I guess I must really geezer!  I still eat dishes that predate the food network.  Hell, sometimes I even even a seared chunk of rare cow just like the cavemen did.   And I even eat BBQ!  How gauche!


----------



## someday (Aug 15, 2003)

Phaedrus said:


> I guess I must really geezer! I still eat dishes that predate the food network. Hell, sometimes I even even a seared chunk of rare cow just like the cavemen did. And I even eat BBQ! How gauche!
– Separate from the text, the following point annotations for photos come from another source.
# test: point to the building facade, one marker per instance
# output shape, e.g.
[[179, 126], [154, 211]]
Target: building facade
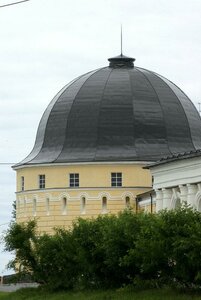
[[177, 180]]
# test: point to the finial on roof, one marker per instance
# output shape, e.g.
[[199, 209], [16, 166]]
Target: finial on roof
[[121, 41]]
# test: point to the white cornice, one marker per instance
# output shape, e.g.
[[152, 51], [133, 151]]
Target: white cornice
[[83, 164]]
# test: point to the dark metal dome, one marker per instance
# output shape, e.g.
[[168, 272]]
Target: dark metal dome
[[116, 113]]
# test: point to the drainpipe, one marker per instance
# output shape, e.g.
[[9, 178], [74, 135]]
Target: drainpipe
[[137, 201], [151, 202]]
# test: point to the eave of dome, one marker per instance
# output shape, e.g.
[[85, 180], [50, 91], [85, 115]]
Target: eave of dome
[[116, 114]]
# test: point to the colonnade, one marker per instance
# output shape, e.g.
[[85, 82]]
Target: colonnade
[[172, 197]]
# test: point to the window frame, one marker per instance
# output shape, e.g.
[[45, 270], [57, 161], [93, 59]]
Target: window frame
[[41, 181], [74, 180], [22, 183], [116, 179]]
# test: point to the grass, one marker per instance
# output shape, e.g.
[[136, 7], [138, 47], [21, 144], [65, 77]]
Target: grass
[[38, 294]]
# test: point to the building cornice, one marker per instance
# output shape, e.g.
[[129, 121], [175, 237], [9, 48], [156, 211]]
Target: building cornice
[[82, 164], [64, 189]]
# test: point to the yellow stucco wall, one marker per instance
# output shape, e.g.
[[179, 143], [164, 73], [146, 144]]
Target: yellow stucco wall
[[94, 184]]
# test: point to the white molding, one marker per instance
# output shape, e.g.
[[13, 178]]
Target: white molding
[[84, 163], [80, 189]]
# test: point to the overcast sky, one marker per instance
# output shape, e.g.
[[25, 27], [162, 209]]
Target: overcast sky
[[46, 43]]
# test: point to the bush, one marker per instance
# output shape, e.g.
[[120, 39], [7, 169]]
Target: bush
[[112, 251]]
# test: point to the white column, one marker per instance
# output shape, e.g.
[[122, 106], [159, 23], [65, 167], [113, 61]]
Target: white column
[[183, 193], [192, 190], [167, 195], [159, 200]]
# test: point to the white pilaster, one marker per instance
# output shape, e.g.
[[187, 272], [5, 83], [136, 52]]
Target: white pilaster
[[167, 195], [159, 200], [192, 190], [183, 193]]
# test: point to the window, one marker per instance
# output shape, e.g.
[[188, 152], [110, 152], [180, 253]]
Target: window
[[34, 207], [128, 202], [47, 206], [116, 179], [22, 183], [25, 203], [41, 181], [74, 180], [104, 205], [64, 206], [83, 205]]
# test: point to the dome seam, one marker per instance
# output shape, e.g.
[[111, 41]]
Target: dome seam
[[93, 72], [98, 128], [160, 76], [158, 102]]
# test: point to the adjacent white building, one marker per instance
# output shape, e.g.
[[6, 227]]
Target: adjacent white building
[[177, 179]]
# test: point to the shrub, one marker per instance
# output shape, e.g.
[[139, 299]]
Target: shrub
[[111, 251]]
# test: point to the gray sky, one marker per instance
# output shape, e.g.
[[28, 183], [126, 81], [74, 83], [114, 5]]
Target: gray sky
[[46, 43]]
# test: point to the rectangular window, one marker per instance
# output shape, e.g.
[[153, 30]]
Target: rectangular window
[[74, 180], [41, 181], [116, 179], [22, 183]]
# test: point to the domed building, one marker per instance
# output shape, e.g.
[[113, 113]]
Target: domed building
[[94, 139]]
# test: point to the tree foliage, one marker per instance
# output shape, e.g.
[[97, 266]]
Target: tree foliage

Do you mean putting liquid smoke into sous vide bag?


----------



## phaedrus (Dec 23, 2004)

Someday said:


> Do you mean putting liquid smoke into sous vide bag?


If that's BBQ to you remind me to never eat in your restaurant! /img/vbsmilies/smilies/eek.gif


----------



## chefogi (May 9, 2016)

Helloo, i am new here, i am from croatia, i work in Restautant Mano, on the grill, can you tell me yours best receipe for BBQ souce, thanks for help, in our BBq souce receipe we have about 20 ingredients, first we cook on light fire until the ingredients connect then close the pen with paper and smoke 2 hours on the grill


----------



## someday (Aug 15, 2003)

Phaedrus said:


> If that's BBQ to you remind me to never eat in your restaurant! /img/vbsmilies/smilies/eek.gif


Its modernist, OK?!!?!?! I put a mayo/mustard injected baby potato and a dehydrated baked bean chip on the side and charge $45 for it.


----------



## phaedrus (Dec 23, 2004)

Well, so long as you charged $45 for it it's okay! Why didn't you mention that in the first place?/img/vbsmilies/smilies/lol.gif


----------